Conto isso para dizer que não tenho qualquer senão à Senhora
Luislinda por ser do PSDB. Quando a procurei para compor uma lista de suporte
supra-partidário à candidata à Ouvidoria da DPE-BA foi por sabê-la mulher negra
de luta, acima de qualquer sigla. Pela consciência de que pertencemos à mesma
comunidade de destino e de que era importante seu aceno àquela mulher negra
candidata.
Penso que do ponto de vista pessoal, a desembargadora (não a
chamarei de ministra porque não reconheço o governo ilegítimo) pode afirmar
qualquer coisa, pode ser grata por qualquer coisa, são questões íntimas. Portanto,
sem qualquer objeção, pode afirmar-se identitariamente como “preta, pobre, da
periferia, candomblecista, divorciada e sem padrinho (antigamente), mas agora
apadrinhada por Temer”. A condição de afilhada do ilegítimo é uma opção
legítima, mas questionável.
Assumir-se publicamente apadrinhada pelo usurpador da
Presidência da República, orgulhando-se disso, é algo retrógrado, porém,
aceitável, compreensível dado o perfil político da desembargadora e certa
característica geracional, como bem discutiu o jornalista Marcos Romão em
artigo recente. Assumo a responsabilidade sobre a grave afirmação, pois, muitas
mulheres negras da geração da senhora Luislinda se fizeram na vida sem
padrinhos e, se tivessem um, não gostariam que fosse Temer.

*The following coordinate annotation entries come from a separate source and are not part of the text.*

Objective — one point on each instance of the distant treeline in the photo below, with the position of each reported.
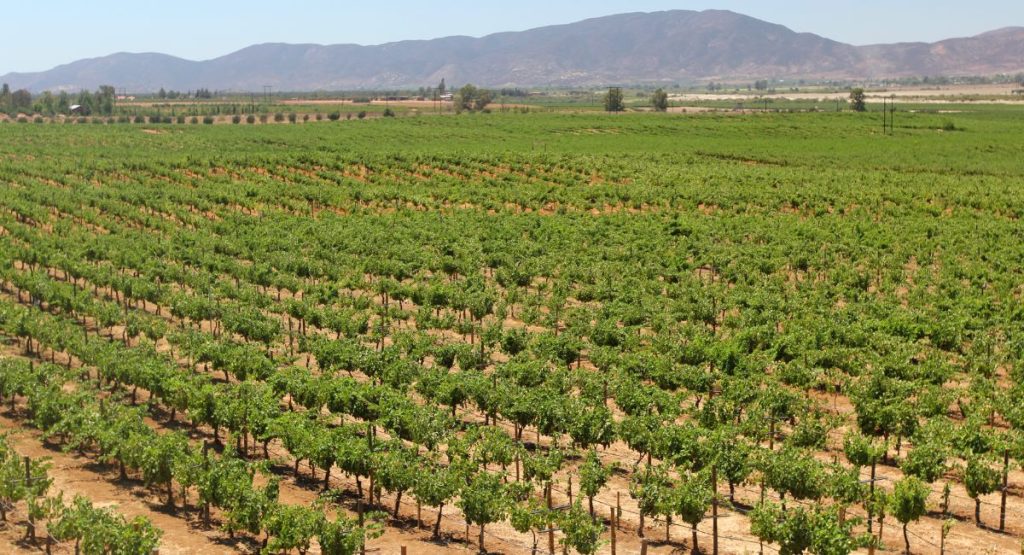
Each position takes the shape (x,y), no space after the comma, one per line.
(85,102)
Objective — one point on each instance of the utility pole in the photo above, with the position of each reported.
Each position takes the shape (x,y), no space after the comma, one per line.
(885,123)
(892,116)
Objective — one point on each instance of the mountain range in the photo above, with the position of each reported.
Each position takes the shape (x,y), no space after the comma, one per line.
(678,46)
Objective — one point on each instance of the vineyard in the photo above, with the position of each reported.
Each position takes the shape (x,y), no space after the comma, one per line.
(530,333)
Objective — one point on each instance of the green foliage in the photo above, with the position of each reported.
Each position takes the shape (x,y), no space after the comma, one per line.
(857,100)
(581,531)
(613,100)
(908,503)
(659,100)
(471,98)
(797,530)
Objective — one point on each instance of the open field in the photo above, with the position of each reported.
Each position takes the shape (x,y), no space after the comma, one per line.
(288,326)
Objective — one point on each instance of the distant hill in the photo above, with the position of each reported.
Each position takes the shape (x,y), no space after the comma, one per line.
(632,48)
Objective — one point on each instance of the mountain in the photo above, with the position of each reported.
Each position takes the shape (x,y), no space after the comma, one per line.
(677,46)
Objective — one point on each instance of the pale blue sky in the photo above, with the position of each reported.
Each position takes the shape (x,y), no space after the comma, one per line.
(39,36)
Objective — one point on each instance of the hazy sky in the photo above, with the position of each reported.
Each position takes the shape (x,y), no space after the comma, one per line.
(39,36)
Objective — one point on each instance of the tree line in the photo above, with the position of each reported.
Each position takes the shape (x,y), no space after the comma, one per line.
(99,102)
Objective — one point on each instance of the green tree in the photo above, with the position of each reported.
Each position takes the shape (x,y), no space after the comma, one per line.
(483,501)
(659,100)
(581,530)
(471,98)
(693,497)
(593,476)
(613,100)
(980,478)
(857,99)
(292,526)
(435,486)
(908,503)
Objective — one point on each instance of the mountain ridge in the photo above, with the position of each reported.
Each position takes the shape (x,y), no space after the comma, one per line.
(676,46)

Talvez, por trás da louvada “coragem e galhardia” de Temer
(PMDB) ao convidá-la para ocupar um ministério do governo golpista, levando-a
aos prantos, exista uma crítica aos governantes anteriores que não a
reconheceram, não a convidaram para postos à sua altura; gente de sua própria
sigla partidária (PSDB) no estado natal (BA) e no governo federal. Foi Temer,
seu padrinho, quem a convidou. E só mesmo uma mulher muito agradecida poderia detectar
um “coração grandioso” naquele peito decorativo.
De toda sorte, não podemos culpá-la. Do ponto de vista
pessoal a desembargadora pode afirmar qualquer coisa, em que pese entendermos o
funcionamento do racismo que conduz muitas pessoas negras a aceitarem a subserviência
como estratégia de ascensão social e de “reconhecimento” de trajetórias.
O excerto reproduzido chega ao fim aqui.